Instrumentation
2(II=picc).afl.2.ca.2.bcl.2.cbsn - 4331 - timp - perc(4): BD/BD+cym/SD/TD/large military drum/tam-t/susp.cym/sizz.cym/hi-hat/tgl/tamb/mcas/lujon/1 or 2 glock/vib/crot/mar/xyl - harp - pno/cel - strings (violins divided into 3)
Availability
Score and parts for hire
Programme Notes
Reflected Images is a single 12-13 minute work, divided into four parts of roughly equal length which play without a break. All four parts are inter-related, and might be thought of as four different ways of looking at the same thing, although all are in some way elusive, almost as if what is being looked at is seen out of the corner of the eye. The concept, although definitely not the content, of the individual parts has been influenced by my recent work on Debussy's Preludes, and each section has a title, although it is, like Debussy's, not revealed until the end. The titles (or perhaps it would be better to call them afterthoughts) are: Distant Waltz, Past March, Present Recitative and Future Movement.
Colin Matthews
Reviews
‘The whole piece seems to exist on its own terms. Interesting music, this, and I think likely to last.’

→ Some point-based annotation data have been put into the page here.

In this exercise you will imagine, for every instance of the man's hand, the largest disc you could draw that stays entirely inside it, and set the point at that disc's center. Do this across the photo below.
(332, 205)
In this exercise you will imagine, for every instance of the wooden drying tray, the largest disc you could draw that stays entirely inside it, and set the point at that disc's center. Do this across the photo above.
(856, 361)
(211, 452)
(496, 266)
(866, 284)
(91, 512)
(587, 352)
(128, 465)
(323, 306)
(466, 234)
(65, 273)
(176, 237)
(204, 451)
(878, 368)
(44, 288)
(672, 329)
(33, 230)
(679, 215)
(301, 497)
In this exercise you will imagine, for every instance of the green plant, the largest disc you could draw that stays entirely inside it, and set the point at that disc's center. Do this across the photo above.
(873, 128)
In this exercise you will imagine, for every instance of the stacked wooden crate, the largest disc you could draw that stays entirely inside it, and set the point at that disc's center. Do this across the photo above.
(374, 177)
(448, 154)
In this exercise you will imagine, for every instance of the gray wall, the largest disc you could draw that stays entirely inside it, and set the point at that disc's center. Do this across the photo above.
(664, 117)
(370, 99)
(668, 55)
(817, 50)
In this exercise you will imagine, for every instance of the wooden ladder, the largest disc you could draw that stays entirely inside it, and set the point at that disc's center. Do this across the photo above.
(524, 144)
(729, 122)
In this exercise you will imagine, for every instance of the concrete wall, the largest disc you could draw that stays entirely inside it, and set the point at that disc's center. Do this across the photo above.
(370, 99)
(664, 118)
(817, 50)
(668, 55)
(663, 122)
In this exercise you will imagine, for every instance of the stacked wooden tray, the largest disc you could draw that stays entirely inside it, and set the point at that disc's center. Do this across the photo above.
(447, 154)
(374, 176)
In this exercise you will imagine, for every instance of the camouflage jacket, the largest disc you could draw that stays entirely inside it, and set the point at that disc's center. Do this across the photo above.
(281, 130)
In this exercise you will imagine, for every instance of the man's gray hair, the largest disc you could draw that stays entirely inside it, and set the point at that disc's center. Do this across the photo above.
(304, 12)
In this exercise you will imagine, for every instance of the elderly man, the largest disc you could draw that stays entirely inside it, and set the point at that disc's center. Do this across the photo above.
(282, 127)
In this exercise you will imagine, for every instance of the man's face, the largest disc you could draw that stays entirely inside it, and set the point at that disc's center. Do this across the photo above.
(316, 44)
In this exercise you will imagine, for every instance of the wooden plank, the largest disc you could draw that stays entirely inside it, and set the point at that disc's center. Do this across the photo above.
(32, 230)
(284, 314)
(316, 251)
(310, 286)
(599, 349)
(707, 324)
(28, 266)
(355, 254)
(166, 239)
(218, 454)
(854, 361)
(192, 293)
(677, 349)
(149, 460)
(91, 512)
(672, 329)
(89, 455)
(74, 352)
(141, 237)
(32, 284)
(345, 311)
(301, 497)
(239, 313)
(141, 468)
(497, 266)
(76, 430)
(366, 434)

San Francisco Classical Voice (Michelle Dulak), 4 October 2003
‘There was no denying the British composer's mastery of the orchestra and of a certain fragrant, Debussyan sensitivity… Reflected Images unfolds in four brief, connected movements: a shadowy, distant waltz followed by a shadowy, distant march, then a somewhat more urgent recitative for strings and a quick, light-footed finale. The writing is terse, elegant and shapely, especially in Matthews' ability to conjure up elusive fog banks of sound from which individual details -- the oom-pah-pah rhythms of the ghostly waltz, for instance -- emerge fleetingly. In the march movement, tiny snippets of melody burst forth from the woodwinds before subsiding, like dark, slender logs sticking above the surface of a placid lake.’